Sure, by invoking the term federal government, it literally implies a body whose regulators are confirmed by our federal elected officials, someone/some agencies stands independently over and from the most powerful private economic forces in our society, and in the global economy, and has substantial authority over their actions.

But what is the philosophy of those holding the regulatory power? I submit it is no different in assumptions - neo-liberalism, market rationality - markets the highest source of truth and understanding - the same philosophy as those they were to regulate. Bill Clinton and Bob Rubin marching arm-in-arm with Phil and Wendy Gramm, to get very specific. Where are the checks and balances against the accumulation of private economic power in the Libertarian universe, as opposed to a populist-left-labor one (and implying a very different labor movement than the one we have now)?

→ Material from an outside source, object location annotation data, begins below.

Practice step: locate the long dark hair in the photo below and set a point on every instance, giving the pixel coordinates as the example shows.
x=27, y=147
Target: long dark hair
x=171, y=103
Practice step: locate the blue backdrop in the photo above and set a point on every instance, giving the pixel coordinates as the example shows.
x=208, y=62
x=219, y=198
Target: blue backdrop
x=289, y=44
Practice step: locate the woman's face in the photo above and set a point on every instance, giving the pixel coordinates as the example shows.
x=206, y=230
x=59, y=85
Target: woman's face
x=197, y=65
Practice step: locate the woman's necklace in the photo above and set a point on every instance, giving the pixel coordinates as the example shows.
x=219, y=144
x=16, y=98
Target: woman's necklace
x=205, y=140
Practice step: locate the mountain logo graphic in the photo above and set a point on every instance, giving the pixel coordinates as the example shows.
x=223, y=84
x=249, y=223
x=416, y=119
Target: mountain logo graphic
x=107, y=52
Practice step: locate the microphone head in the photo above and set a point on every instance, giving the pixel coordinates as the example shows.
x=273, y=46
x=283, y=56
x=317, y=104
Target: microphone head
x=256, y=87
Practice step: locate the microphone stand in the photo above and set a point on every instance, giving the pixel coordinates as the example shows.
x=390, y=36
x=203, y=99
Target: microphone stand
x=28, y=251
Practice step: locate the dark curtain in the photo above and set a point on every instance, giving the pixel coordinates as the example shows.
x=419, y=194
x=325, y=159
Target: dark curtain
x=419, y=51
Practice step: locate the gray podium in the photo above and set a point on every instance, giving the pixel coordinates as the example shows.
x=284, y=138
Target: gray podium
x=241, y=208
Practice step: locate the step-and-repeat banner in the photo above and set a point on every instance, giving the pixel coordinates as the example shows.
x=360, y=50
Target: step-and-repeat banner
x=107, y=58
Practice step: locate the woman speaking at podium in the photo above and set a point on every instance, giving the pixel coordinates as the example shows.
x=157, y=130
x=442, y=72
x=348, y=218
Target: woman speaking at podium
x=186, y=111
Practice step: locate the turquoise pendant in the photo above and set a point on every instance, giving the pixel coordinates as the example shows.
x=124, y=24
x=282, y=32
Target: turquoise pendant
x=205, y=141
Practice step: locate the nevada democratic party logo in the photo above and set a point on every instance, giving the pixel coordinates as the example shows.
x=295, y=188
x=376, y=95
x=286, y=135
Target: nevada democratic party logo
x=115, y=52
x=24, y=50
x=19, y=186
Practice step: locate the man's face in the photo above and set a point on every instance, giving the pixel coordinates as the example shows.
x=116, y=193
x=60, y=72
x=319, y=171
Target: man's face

On freedom of speech and dissent, on foreign policy libertarians can strike tactical alliances with left populism. On matters of economic importance, and I'm thinking of the Cato Institute here, I'll believe the synergies when I see them emerge.

It will be interesting to see how the OWS folks in the Assemblies deal with these gulfs.

[-] 1 points by prisoners451 (27) 13 years ago

And I might add this link which I found front and "center" on the Cato website just now, thurs, Oct. 13, an editorial about OWS which was posted by one of their own in National Review! at http://www.cato.org/pub_display.php?pub_id=13763

I'm not surprised at the contents or the criticisms of OWS.

[-] 1 points by crypto666 (50) 13 years ago

how far off the mark is that article? makes a lot of sense to me.

[-] 0 points by EndTheFedNow (692) 13 years ago

http://wac.0873.edgecastcdn.net/800873/blog/wp-content/uploads/OWSvsTP.jpg

An image that should be on the banner of this site!

United we stand and to hell with the dividers.